Jemena prepares a solar boost on the roof with community batteries

The Victorian Distributed Network Provider Jemena has decreased two new community batteries in Melbourne, which help to support further solar installations in the suburbs in which they were installed.

In around 6,800 km of Poland and wires, Jemena’s Electricity Network serves more than 370,000 customers and companies in a 950 square kilometer area in the northwest of the Melbourne area. Many Jemena customers already have solar modules on the roof and many more will install PV systems in the not too distant future.

“Over the next ten years, the number of our electricity customers with roof solar will double from 15 percent to around 32 percent,” said Jemena’s managing director of Networks Shaun Reardon. “The installation of community batteries in areas with a high absorption of solar on the roof is one of the possibilities to prepare our network for the future.”

Among the areas that are up to date on a high recording (for Victoria) are Bellfield and Coburg, where Jemena’s first two community batteries were installed. Each battery has around 400 kWh of storage capacity. The soaking of locally generated excess solar power during the day and the detachment of the stored energy in the evening when the network requirement is high and takes pressure from the network.

“There are around 130 houses and companies that access the locally generated renewable energies that are stored in the Bellfield Community battery’s battery, as well as around 245 houses and companies that access the energy stored in the Coburg battery,” said Rearon.

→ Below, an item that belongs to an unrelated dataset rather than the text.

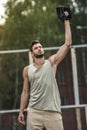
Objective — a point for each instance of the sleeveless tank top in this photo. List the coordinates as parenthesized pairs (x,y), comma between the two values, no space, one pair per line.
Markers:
(44,93)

The installations were supported by the Federal Government’s 200 million dollar batteries for the federal government’s budget, in which a total of 400 energy storage systems are installed across the country. And there is more for Jemena as part of this program; in Alphadington and Flemington.

Support more solar energy

The new community batteries are part of Jemena’s wider efforts to support more installations of the solar power system in its service area. According to the company, the amount of solar energy that can be exported into the network back into its network has grown by more than 70 percent compared to the level of 2020.

“This was achieved by an optimization program that aims to ensure that the network is equipped for additional solar energy without customer care customers rely on power supply every day,” said Reardon. “We will continue to invest in new technologies such as community batteries in order to maintain the stability of the networks with increasing solar recording.”

In the Jemena network, single-phase connections are subject to a 10 kW solar inverter limit, but with an export limit of 5 kW. For three -phase connections there is a change of 30 kW and an export limit of 15 kW. Battery inverter counts towards the inverter capacity limits. Jemena wants to implement flexible solar exports from 2026, whereby the export limits for participating customers should be increased.

Community batteries as a canvas

As with some other community batteries installed in Australia, these two installations served as a canvas for artists. The Bellfield battery shown above contains works of art by Felicity Gordon, while that contains works of art by Marco Pennacchia in Coburg (below).

According to Jemena, residents and community groups were involved in the appearance and position of the batteries.

In my neck of the forest, I noticed that the infrastructure with authorized works of art tends to tend to attract Tagger, whose scribbling is repulsive. It is the unauthorized “empty” canvases that pull these malfirms into a fool like flies.

Apart from potential anti-Toy-Tagger attributes, most (authorized) community battery art that I saw looks great. While the murals themselves do not reduce the emissions by a single gram or a lower electricity bill by a cent; It is certainly much more interesting to look at than simple cupboards or those covered with childish cancer.